Well, my least productive and lowest general year since 1926 is over. In that year I did 1 short story and
2
chapters of a novel - that is, two chapters that I afterwards used. And it was a terrible story. Last year, even though laid up 4 months, I sold 4 stories and 8
Esquire
pieces, a poor showing God knows. This year has started slowly also, some damn lack of interest, staleness, when I have every reason to want to work if only to keep from thinking. Haven’t had a drink since I left the North (about six weeks, not even beer) but while I feel a little better nervously, it doesn’t bring back the old exuberance. I honestly think that all the prize fighters, actors, writers who live by their own personal performance ought to have managers in their best years. The ephemeral part of the talent seems when it is in hiding so apart from one, so ‘otherwise,’ that it seems it ought to have some better custodian than the poor individual with whom it lodges and who is left with the bill. My chief achievement lately has been in cutting down my and Zelda’s expenses to rock bottom; my chief failure is my inability to see a workable future. Hollywood for money has much against it, the stories are somehow mostly out of me unless some new source of material springs up, a novel takes money and time - I am thinking of putting aside certain hours and digging out a play, the ever-appealing mirage. At 40 one counts carefully one’s remaining vitality and resources, and a play ought to be within both of them. The novel and the autobiography have got to wait till this load of debt is lifted.

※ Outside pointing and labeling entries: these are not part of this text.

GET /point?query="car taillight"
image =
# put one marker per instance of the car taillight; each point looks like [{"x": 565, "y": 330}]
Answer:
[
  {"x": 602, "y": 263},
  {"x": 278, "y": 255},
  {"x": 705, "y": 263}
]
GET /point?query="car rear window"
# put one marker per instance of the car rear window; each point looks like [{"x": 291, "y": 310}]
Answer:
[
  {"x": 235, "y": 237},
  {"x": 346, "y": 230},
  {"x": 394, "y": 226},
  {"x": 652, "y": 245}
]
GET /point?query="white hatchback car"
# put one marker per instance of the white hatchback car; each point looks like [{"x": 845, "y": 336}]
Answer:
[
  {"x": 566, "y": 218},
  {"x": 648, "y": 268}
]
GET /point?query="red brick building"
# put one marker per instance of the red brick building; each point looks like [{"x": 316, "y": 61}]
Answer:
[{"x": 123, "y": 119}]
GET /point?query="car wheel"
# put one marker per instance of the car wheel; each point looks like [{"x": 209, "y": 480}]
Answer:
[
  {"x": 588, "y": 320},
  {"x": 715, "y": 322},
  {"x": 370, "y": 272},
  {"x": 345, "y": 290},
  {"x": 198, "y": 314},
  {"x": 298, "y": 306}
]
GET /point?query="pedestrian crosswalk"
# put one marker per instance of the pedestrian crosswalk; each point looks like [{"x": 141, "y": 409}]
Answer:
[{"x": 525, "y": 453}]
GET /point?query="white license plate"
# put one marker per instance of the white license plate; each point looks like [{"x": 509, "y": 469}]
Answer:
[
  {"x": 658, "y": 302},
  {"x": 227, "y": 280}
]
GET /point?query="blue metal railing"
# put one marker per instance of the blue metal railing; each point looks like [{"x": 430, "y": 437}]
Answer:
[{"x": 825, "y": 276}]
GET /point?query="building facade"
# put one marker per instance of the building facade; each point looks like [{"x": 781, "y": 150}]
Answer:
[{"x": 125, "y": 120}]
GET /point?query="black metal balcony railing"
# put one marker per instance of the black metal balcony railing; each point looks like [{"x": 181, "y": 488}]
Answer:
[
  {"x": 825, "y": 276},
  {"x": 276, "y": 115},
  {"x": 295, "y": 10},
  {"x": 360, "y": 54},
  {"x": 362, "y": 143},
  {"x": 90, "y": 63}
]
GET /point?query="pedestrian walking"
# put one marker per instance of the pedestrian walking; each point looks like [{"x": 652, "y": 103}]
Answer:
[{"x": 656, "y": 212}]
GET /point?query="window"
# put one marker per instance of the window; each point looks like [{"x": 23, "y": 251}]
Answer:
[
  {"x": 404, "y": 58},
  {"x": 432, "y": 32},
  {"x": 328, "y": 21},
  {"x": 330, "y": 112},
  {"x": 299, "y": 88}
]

So much, and too much, for my affairs. Write me of Ernest and Tom and who’s new and does Ring still sell and John Fox and The House
of
Mirth. Or am I the only best seller who doesn’t sell?
The account, I know, doesn’t include my personal debt to you. How much is it please?
I don’t know at all about Brookfield. Never heard of it but there are so many schools there. Someone asked me about Oldfields where Mrs Simpson went and I’d never heard of that. Please write me - you are about the only friend who does not see fit to incorporate a moral lesson, especially since The Crack-Up’ stuff. Actually I hear from people in Sing Sing and Joliet all comforting and advising me.
Ever your friend,
Scott
Oak Hall Hotel
Tryon, North
Carolina
Before March 19, 1937
Dear Max:
Thanks for the book - I don’t think it was very good but then I didn’t go for Sheean or Negley Farson either. Ernest ought to write a swell book now about Spain - real Richard Harding Davis reporting or better. (I mean not the sad jocosity of P.O.M. passages or the mere calendar of slaughter.) And speaking of Ernest, did I tell you that when I wrote asking him to cut me out of his story he answered, with ill grace, that he would - in fact he answered with such unpleasantness that it is hard to think he has any friendly feeling to me any more. Anyhow please remember that he agreed to do this if the story should come in with me still in it.